Virgin Media – pirates of suburbia


Another Study Shockingly Discovers That Cable TV Needs To Compete On Price

from our “well-duh” department

For the last decade the cable and broadcast industry (Sky now Comcast) and UPC (now rebranded Virgin Media) have gone to great lengths to deny that cord cutting (dropping traditional cable tv for streaming alternatives and/or piracy) is real. First, we were told repeatedly that the phenomenon wasn’t happening at all. Next, the industry acknowledged that, certainly, a handful of people were ditching cable, but it didn’t matter because the people doing so were losers living in their mom’s basement. Then, we were told that cord cutting was real, but was only a minor phenomenon that would go away once the “Millennials” started settling down.

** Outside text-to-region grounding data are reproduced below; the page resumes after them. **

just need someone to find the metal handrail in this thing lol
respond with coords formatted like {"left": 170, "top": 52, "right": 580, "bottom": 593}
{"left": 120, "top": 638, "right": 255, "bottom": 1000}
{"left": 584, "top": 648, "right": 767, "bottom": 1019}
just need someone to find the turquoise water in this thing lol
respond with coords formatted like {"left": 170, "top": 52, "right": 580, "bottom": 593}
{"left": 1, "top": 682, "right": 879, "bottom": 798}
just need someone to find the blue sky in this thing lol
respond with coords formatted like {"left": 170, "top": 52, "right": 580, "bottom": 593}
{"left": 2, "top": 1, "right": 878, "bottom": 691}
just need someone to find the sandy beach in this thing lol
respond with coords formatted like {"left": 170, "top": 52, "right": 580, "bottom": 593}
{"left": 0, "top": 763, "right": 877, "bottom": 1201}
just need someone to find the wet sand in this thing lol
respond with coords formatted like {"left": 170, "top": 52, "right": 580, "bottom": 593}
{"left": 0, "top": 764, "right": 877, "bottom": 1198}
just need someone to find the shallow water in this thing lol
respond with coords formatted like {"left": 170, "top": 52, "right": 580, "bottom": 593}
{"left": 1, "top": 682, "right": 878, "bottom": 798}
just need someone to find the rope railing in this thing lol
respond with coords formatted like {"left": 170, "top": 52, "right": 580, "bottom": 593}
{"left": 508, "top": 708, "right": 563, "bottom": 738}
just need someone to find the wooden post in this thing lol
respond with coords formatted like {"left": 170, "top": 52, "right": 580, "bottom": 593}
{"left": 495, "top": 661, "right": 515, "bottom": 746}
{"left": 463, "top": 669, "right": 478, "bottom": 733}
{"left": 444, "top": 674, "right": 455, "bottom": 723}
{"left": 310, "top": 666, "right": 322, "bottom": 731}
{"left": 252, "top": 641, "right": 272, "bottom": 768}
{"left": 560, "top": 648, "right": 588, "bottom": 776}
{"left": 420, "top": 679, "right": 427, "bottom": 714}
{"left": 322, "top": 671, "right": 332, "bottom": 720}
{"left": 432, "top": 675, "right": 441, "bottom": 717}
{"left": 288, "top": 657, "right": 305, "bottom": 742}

Of course none of these claims were true but they helped cement a common belief among older cable and broadcast executives that the transformative shift to streaming video and other services could be easily solved by doubling down on even more bad ideas. More price increases, more hubris, yet more denial and more useless equipment. Blindness to justify the milking of a dying cash cow instead of adapting to the new reality.

Shockingly it’s simply not working, VM’s recent switching off of analog services, for better broadband seemingly but no new offers have been made except for a price increase and enforced switching to their highest priced offer in order to continue to receive a similar range of channels and the ever diminishing drop in TV takeup demonstrates this, with the third quarter seeing the same old story, as a significant number of subscribers melt away. A study this month by Morning Consult once again made the obvious point that if cable wants to adapt to this new competitive threat, they absolutely must compete on package flexibility (giving users greater control over the channels they choose in their bundles) and price:

“The poll, conducted from Oct. 18-19 among a national sample of 2,201 adults, found 65 percent of respondents said that TV bundles force consumers to pay for channels they don’t want, with 73 percent of Americans saying they would prefer to choose the exact channels included in their cable or satellite TV packages.”

For most people, cost was the biggest reason for cutting the cord: 63 percent said the expense of a cable subscription was a major factor in dropping it, while 53 percent said the same for ending their satellite subscription. The second most common factor for cancellations, cited by 37 percent, was the ability to access all desired content through streaming services.

That cable needs to finally seriously compete on price isn’t a new message; it’s just that the industry doesn’t want to hear it because they don’t have to.

That is largely because these companies have an ace in the hole: a growing near monopoly over broadband in urban areas.  Most have responded to the cord cutting threat by raising prices on their captive broadband customers.

Again, there are no good choices here if you’re a cable and broadcast industry executive actually interesting in staying in the TV business, where actual competition is only just starting to heat up. Either you ignore consumer demand for a cheaper, better, and more flexible product and suddenly find yourself in a terrible hole (but keep on digging) and far behind more agile competitors. Or you adapt, take an upfront hit and at least get out ahead of a trend that’s been obvious for the better part of the last decade.